Seine letzte Verwendung brachte Toyka als stv. Kommandeur und Direktor Lehrgänge zurück an die „Alma Mater“ seiner Admiralstabsausbildung. Hier traf er auf die entscheidende Phase der erforderlichen Reform der Generalstabs-/Admiralstabsausbildung zu einer Teilstreitkraft-übergreifende Lehre. Er unterstützte dieses Vorhaben seines Kommandeurs aus voller Überzeugnung und trotz vieler Hürden und erneut hektischer Arbeit gelang es, schon am 1.10.2004 den „Ersten Generalstabs-/Admiralstabslehrgang Streitkäfte“ mit gemischten Hörsälen aller Teilstreikräfte zu beginnen. Er läßt erkennen, welche Freude er empfand und welche Befriedigung es ihm gab, sich mit den jungen Offizieren auseinanderzusetzen, ihnen zuzuhören und ihnen Orientierung und Maßstäbe der Menschenführung an die Hand zu geben.

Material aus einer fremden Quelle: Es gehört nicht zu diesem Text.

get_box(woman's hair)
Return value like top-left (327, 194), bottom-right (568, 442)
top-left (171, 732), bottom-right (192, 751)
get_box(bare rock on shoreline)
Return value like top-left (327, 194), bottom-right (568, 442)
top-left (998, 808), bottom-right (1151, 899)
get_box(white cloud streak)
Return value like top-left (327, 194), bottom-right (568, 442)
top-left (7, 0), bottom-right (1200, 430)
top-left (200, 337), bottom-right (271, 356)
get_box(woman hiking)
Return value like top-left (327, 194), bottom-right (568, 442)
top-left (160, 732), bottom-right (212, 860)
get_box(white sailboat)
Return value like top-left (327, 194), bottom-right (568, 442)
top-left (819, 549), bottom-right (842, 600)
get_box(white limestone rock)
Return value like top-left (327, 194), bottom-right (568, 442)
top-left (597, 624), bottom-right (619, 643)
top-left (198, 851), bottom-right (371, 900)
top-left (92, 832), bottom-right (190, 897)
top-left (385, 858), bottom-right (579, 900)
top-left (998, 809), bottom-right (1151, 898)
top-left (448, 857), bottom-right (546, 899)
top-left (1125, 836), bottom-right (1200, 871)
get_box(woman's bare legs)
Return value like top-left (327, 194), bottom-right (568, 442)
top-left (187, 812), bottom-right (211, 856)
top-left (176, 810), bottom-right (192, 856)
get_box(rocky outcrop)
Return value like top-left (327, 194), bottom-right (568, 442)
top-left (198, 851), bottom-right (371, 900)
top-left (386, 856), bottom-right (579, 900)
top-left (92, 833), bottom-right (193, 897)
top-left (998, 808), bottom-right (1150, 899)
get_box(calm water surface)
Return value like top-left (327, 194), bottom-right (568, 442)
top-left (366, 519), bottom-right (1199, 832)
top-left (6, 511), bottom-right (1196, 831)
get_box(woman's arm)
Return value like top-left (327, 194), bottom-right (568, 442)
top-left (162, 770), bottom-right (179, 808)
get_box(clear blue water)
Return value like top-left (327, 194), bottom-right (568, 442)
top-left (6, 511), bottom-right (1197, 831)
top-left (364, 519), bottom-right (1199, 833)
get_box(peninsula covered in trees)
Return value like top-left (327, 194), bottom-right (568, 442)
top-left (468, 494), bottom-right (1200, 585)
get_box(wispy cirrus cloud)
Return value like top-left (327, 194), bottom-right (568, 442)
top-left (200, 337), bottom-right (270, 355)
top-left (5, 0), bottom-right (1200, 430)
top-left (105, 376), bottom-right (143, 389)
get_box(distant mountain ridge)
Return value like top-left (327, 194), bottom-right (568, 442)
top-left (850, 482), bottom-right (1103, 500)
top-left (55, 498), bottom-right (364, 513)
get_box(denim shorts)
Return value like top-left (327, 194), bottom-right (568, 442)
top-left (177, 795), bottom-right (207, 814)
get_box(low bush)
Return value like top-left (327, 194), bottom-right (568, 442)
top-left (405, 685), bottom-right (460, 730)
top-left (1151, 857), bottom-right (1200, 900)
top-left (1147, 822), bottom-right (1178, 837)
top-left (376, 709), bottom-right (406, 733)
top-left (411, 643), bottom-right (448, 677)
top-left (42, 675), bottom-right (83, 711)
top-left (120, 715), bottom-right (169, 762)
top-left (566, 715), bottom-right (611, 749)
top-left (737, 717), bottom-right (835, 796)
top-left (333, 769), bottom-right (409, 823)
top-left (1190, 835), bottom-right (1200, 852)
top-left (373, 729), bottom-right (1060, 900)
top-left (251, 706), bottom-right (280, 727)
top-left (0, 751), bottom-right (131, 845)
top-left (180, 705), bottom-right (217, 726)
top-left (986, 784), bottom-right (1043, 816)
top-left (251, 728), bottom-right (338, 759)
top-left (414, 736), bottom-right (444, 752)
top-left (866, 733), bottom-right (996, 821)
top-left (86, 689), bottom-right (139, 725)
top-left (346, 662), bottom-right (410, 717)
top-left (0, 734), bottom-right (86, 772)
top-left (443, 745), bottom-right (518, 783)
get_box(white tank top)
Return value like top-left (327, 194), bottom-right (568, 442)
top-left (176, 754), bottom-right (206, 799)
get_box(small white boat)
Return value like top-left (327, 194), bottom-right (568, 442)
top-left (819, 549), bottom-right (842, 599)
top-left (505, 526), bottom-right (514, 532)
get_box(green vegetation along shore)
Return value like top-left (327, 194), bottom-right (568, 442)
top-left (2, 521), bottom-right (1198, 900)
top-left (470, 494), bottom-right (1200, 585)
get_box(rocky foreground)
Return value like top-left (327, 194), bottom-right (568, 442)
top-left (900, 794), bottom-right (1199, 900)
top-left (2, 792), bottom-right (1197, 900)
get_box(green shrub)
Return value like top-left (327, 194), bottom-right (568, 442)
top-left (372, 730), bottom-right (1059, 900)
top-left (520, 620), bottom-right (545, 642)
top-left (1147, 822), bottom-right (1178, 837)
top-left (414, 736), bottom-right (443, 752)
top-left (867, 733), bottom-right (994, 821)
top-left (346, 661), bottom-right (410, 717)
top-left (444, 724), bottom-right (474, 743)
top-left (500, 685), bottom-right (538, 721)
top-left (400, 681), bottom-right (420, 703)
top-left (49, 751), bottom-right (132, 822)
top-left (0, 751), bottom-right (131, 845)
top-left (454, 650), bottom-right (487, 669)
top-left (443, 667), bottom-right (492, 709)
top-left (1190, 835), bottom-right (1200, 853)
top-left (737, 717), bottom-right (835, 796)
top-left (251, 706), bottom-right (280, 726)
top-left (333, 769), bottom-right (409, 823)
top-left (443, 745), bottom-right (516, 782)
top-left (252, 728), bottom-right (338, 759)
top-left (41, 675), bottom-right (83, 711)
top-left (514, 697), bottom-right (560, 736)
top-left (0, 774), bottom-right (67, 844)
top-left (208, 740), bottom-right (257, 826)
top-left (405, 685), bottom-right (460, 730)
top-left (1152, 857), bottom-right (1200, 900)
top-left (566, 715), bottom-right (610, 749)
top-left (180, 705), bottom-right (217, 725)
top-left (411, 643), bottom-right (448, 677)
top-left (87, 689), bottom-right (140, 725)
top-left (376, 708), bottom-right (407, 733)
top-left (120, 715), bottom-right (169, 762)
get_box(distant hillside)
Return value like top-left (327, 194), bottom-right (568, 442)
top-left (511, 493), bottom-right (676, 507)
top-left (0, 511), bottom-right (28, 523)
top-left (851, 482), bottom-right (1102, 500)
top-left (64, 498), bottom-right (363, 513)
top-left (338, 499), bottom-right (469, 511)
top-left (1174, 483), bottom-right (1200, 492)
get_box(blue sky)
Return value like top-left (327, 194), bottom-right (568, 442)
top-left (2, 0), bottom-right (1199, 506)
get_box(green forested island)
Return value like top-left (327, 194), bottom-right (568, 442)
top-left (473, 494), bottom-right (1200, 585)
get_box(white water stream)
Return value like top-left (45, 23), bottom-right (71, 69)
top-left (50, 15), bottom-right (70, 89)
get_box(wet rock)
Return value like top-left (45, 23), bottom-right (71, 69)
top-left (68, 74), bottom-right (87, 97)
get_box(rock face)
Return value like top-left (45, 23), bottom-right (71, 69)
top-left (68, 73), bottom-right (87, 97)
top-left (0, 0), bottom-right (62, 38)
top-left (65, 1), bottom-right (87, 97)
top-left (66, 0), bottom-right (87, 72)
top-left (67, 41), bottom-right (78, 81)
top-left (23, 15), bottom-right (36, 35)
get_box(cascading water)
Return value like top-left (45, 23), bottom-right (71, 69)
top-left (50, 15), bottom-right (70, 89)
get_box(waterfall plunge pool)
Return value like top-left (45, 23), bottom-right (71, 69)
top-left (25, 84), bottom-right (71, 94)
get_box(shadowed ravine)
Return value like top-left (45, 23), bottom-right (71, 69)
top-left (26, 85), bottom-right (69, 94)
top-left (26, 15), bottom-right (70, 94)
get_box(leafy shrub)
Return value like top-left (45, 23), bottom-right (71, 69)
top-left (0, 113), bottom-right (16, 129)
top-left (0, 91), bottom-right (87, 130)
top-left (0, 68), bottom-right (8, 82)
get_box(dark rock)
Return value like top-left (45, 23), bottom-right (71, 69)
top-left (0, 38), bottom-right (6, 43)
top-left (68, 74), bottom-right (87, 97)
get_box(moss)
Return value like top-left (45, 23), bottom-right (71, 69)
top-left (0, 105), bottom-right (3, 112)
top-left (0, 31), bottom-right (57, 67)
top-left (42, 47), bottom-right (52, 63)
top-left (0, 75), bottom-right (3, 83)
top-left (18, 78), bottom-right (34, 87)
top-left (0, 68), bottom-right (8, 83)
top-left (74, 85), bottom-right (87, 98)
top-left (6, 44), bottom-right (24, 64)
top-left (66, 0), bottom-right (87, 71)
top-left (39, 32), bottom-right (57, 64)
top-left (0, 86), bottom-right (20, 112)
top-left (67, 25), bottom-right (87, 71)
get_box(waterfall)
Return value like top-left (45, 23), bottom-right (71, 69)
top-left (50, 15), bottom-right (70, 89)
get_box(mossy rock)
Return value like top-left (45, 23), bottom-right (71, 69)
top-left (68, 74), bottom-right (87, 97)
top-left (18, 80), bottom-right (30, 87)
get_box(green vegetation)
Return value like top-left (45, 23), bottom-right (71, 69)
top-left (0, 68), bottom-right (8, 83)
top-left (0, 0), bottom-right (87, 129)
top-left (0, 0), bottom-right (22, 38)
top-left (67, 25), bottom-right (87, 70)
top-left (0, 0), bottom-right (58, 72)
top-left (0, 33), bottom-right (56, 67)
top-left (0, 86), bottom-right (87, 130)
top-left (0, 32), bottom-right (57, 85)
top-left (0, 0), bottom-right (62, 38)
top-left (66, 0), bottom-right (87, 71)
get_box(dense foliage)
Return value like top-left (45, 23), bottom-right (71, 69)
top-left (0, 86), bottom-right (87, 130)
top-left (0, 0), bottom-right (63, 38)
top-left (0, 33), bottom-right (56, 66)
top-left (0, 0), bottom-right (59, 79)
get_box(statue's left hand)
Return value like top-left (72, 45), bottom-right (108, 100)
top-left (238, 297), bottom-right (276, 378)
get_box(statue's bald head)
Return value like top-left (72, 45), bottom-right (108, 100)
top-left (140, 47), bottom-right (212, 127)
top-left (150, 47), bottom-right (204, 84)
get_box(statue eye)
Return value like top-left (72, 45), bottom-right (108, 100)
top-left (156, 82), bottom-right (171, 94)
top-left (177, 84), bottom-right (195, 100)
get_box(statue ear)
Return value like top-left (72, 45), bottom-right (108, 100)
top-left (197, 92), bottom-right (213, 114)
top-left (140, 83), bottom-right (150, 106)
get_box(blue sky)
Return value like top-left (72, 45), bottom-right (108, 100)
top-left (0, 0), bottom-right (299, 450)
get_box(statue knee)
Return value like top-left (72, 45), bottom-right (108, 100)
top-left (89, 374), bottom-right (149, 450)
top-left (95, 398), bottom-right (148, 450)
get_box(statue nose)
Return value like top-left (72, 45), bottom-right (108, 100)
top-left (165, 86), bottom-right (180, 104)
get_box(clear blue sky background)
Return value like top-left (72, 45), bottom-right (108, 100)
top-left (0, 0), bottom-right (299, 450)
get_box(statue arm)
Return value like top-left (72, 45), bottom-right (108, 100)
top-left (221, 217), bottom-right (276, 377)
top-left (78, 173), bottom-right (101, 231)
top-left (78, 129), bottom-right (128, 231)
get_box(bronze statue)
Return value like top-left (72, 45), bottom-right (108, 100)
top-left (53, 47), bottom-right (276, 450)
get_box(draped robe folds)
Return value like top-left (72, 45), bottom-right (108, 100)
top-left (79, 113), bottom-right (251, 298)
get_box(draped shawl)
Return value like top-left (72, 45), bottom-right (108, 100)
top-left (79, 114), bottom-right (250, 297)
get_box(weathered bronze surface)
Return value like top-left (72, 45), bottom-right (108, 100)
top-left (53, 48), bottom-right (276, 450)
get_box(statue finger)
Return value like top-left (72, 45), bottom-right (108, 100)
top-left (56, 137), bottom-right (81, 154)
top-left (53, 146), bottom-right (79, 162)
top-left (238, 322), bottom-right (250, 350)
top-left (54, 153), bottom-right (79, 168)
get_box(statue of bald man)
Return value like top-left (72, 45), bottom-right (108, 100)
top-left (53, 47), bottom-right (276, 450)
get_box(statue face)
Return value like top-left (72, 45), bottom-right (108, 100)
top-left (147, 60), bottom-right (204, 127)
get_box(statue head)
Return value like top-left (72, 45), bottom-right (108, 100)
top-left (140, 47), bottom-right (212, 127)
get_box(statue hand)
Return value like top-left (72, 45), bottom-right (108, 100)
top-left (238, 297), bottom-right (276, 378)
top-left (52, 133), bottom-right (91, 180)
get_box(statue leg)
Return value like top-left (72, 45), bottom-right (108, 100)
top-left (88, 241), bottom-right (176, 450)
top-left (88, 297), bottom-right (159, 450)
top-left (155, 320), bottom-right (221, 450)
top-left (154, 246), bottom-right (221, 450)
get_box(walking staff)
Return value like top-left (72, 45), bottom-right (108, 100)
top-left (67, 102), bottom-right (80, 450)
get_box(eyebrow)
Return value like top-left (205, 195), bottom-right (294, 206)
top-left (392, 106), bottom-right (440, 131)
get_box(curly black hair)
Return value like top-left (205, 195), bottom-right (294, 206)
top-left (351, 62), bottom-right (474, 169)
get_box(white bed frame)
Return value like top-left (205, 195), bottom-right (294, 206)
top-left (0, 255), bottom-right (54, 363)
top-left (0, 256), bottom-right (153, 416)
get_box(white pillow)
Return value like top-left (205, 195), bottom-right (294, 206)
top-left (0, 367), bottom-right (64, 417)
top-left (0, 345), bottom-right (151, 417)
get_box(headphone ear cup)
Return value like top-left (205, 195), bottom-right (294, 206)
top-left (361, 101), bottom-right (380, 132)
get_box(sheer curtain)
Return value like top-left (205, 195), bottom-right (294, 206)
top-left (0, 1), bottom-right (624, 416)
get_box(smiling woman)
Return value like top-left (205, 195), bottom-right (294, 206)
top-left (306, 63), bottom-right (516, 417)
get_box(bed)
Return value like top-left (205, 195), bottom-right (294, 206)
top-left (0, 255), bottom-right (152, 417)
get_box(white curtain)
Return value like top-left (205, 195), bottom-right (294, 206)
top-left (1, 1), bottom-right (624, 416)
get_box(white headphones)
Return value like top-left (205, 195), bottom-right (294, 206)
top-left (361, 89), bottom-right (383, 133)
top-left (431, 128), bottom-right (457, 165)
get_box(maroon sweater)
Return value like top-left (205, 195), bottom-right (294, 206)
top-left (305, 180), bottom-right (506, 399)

Ein letzter kameradschaftlicher Dienst für eine Marine in Zeiten des „Abschmelzens“ bestand in seiner Bereitschaft, seinen aktiven Dienst in der Marine zwei Jahre vor der Zeit zu beenden. Dabei haben aber auch die Beendigung der inzwischen ausgedehnten Zeiten als Stellvertreter sowie die Aussicht auf ein Ende des nervenden Zwischenfahrens zwischen HH und Meckenheim ihren Anteil.
So geht eine intensive, erfolgreiche 40 jährige Dienstzeit als Offizier in der Marine und der Bundeswehr unprätentiös und ohne Pathos mit einer „würdigen Form“ der Verabschiedung an der Führungsakademie zu Ende.
Der Rezensent hatte das Glück, diesen herausragenden Marineoffizier als Geschäftsführer als eine unverzichtbare Stütze seiner Präsidentschaft der Clausewitz Gesellschaft e.V. zu erleben. Auch in dieser Aufgabe voller Engagement, mit klaren Vorschlägen und Entscheidungen und als Persönlichkeit fordernd, belebend und untadelig.
Lesen Sie sein Buch und Sie mögen mir recht geben.